L’Augustale è frutto della vinificazione del nero di troia in purezza. Maturazione in acciaio, legno e boccia. Tasso alcolico di quattordici gradi. Prezzo finale di 9,00 euro.

Colore rubino. Bouquet ampio ed articolato, in cui convergono intensi profumi fruttati di sottobosco, di marasca e di prugna. Non mancano note di viola mammola e di spezie orientali, in particolare la noce moscata ed i chiodi di garofano. Ancora sentori di tabacco, di resina e di erbe balsamiche. L’impatto del sorso sulla lingua dona subito una pertinenza leggermente calda, ma allo stesso tempo anche fresca. Ficcanti e masticabili i tannini. Timbro palatale sapido, polposo, equilibrato e rotondo. Fraseggio gustativo rifinito su rimandi pepati e vanigliati. Slancio finale persistente e leggermente amaricante. Serbevolezza ancora tutta da scoprire.
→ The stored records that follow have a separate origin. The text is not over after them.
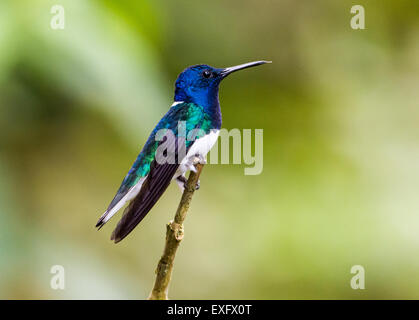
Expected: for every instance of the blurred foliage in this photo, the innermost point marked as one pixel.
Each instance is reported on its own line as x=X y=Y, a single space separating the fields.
x=339 y=109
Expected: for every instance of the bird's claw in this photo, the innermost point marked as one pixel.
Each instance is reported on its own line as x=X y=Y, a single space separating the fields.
x=199 y=159
x=182 y=182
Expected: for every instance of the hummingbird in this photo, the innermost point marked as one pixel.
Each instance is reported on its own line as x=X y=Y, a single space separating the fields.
x=196 y=106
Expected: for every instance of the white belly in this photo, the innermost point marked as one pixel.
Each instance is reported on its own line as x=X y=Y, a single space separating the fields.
x=201 y=146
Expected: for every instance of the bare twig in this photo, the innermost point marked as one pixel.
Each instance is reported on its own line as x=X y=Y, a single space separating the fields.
x=174 y=234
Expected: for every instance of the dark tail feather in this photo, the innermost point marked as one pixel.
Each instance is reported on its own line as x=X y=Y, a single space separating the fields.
x=154 y=186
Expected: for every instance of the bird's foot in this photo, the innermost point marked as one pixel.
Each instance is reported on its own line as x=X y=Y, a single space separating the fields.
x=181 y=181
x=199 y=159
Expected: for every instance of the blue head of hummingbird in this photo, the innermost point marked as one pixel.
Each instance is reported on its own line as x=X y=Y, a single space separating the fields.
x=196 y=105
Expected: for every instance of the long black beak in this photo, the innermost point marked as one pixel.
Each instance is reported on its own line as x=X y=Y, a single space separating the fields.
x=225 y=72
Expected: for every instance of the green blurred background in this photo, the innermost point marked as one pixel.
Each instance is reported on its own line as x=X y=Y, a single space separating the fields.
x=339 y=109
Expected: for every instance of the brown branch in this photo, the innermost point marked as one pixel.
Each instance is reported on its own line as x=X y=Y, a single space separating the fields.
x=174 y=235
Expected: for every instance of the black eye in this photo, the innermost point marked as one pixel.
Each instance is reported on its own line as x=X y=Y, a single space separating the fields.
x=206 y=74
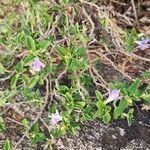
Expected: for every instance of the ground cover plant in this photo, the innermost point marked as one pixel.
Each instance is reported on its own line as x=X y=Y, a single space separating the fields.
x=64 y=63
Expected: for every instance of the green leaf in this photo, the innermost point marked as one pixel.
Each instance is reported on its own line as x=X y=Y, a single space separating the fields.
x=120 y=109
x=30 y=43
x=7 y=145
x=99 y=95
x=134 y=86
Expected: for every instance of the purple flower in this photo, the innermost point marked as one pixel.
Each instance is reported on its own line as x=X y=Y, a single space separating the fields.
x=37 y=65
x=113 y=96
x=144 y=44
x=55 y=118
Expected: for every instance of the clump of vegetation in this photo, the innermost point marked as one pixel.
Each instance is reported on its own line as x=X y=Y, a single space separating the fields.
x=51 y=53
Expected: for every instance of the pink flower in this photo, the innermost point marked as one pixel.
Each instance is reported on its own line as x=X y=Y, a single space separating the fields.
x=55 y=118
x=144 y=44
x=37 y=65
x=113 y=96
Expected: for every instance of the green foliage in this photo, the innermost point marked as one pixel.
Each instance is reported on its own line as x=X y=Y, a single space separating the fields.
x=46 y=32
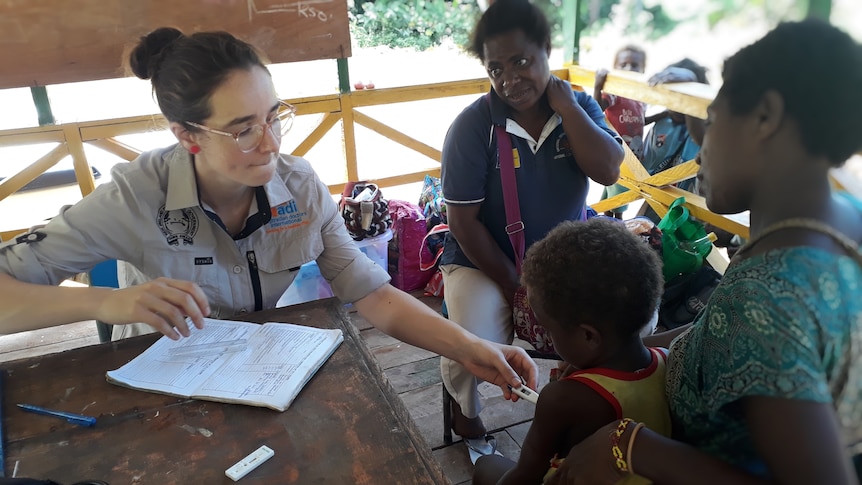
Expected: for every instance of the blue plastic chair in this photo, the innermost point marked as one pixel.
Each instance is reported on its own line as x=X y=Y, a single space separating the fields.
x=104 y=274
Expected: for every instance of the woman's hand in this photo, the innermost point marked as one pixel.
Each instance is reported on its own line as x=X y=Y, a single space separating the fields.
x=502 y=365
x=591 y=461
x=163 y=304
x=560 y=95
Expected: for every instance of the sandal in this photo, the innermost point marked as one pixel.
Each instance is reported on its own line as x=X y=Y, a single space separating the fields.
x=478 y=431
x=478 y=447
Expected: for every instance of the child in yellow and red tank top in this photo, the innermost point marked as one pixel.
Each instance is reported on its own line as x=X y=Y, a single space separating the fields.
x=594 y=286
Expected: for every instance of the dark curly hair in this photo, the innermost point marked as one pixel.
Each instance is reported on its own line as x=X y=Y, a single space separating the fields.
x=698 y=70
x=817 y=70
x=186 y=69
x=595 y=272
x=505 y=16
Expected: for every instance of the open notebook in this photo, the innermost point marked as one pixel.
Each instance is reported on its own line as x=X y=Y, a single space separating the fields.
x=235 y=362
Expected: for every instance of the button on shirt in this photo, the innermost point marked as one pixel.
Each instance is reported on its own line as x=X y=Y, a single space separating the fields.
x=149 y=216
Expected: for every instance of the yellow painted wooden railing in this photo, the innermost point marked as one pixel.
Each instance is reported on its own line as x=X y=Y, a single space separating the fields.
x=346 y=108
x=657 y=190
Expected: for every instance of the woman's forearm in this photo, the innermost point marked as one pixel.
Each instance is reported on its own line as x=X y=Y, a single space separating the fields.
x=400 y=315
x=27 y=306
x=664 y=339
x=598 y=154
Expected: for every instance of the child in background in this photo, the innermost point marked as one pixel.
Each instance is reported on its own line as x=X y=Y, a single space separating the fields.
x=625 y=115
x=595 y=323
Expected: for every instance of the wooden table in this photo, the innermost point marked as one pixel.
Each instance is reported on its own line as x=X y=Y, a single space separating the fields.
x=346 y=426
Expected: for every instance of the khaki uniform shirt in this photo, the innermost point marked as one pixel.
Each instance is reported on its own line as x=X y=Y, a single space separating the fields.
x=150 y=217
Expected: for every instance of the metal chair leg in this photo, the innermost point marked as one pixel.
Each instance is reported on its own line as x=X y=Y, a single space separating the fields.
x=447 y=416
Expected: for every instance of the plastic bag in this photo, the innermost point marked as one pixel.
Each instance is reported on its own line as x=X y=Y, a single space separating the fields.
x=431 y=202
x=684 y=241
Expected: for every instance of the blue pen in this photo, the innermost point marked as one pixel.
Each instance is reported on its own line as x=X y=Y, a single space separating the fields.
x=73 y=418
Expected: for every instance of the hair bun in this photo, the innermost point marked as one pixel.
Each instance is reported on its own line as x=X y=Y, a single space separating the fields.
x=147 y=56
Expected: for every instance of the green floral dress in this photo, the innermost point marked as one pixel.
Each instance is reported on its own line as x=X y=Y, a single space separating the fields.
x=786 y=324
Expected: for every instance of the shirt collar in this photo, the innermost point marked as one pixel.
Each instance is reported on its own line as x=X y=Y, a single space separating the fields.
x=183 y=187
x=500 y=117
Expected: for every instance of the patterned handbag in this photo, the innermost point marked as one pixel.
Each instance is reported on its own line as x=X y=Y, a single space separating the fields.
x=365 y=211
x=527 y=327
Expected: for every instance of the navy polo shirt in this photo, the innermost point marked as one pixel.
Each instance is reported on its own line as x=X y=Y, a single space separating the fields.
x=551 y=186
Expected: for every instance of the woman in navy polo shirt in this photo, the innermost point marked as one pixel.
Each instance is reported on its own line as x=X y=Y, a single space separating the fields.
x=559 y=139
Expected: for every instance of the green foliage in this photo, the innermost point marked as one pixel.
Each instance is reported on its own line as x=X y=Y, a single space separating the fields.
x=418 y=24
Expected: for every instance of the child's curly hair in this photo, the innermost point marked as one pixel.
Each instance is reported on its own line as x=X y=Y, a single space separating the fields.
x=595 y=272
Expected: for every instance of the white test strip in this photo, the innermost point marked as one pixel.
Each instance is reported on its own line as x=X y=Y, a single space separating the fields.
x=526 y=393
x=249 y=463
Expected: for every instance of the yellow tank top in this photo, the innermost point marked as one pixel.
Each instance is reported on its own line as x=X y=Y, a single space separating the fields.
x=638 y=395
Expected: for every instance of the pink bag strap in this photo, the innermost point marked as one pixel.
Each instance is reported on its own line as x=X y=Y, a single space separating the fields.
x=425 y=266
x=514 y=223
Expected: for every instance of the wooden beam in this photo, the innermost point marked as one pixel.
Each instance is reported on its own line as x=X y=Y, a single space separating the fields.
x=397 y=136
x=117 y=148
x=687 y=98
x=326 y=123
x=14 y=183
x=31 y=136
x=349 y=138
x=83 y=171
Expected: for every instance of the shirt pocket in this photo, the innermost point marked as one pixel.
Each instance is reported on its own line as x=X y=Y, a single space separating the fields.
x=283 y=252
x=189 y=263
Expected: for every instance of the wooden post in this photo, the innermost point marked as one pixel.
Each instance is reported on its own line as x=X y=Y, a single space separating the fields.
x=43 y=105
x=571 y=31
x=343 y=75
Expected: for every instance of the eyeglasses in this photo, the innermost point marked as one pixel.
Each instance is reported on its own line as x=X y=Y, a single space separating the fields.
x=250 y=138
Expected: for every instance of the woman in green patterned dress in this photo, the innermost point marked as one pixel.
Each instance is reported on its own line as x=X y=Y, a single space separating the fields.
x=766 y=385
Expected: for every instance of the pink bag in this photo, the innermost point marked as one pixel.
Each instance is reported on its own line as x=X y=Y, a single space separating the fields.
x=527 y=327
x=408 y=228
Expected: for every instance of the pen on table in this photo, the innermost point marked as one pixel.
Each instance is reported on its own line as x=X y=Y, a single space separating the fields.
x=73 y=418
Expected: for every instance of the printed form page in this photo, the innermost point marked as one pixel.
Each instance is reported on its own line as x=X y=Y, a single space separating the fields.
x=159 y=368
x=283 y=359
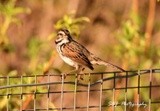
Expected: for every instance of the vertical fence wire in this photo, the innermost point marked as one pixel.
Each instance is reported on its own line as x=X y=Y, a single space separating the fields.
x=101 y=90
x=35 y=92
x=75 y=92
x=48 y=92
x=8 y=82
x=62 y=91
x=88 y=91
x=10 y=92
x=21 y=96
x=138 y=92
x=114 y=86
x=126 y=85
x=150 y=89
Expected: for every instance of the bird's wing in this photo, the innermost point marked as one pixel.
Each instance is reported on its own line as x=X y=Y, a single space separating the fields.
x=74 y=51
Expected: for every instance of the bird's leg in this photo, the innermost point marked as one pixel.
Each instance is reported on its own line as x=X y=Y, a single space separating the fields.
x=79 y=70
Da preferire su piatti di pasta, spiedini di agnello e formaggi stagionati.

 

Sede a Ruvo di Puglia (Ba) – Via Madonna delle Grazie, 4
Tel. 080 3601611 – Fax 080 3614281
[email protected]www.cantinadiruvodipuglia.it
Enologo: Massimo Tripaldi
Ettari vitati: 1.000 – Bottiglie prodotte: 21.300.000
Vitigni: nero di troia, bombino nero e bianco, moscatello e pampanuto

3 commenti

    Mondelli Francesco

    (29 dicembre 2017 - 13:07)

    Non ho molta esperienza di rosati a base bombino.Che tu sappia viene anche usato nella spumantistica rosata regionale?Sempre grazie per le novità:sei o non sei il nostro inviato speciale in Apulia?Buon anno e…..sempre in forma tacco alto a scorrazzare per lande e Cantine anche nel 18.FM.

    Enrico Malgi

    (29 dicembre 2017 - 16:12)

    Ciao Francesco. Rispondo subito alla tua domanda. Il bombino rosso viene spesso spumantizzato in rosato, perché possiede una bella spalla acida. Per tua informazione mi vengono in mente alcune performance: il Gryfus Easy della stessa Cantina di Ruvo, il Contessa Emanuela di Conti Zecca, lo spumante rosato di Menhir e quello forse più famoso il Pungirosa di Rivera. IL metodo usato normalmente è quello Charmat-Martinotti, per dare così allo spumante più immediatezza e bevibilità. Spero di aver soddisfatto la tua giusta richiesta.

    Enrico Malgi

    (29 dicembre 2017 - 16:24)

    Caro Francesco ti chiedo scusa, ma per rispondere frettolosamente ho commesso due errori pacchiani: Il Contessa Emanuela è dell’azienda Conti Spagnoletti Zeuli e non dei Conti Zecca ed il Pungirosa è un ottimo rosato fermo, di cui varie volte ho avuto occasione di recensirlo. Chiedo venia ai gentili lettori.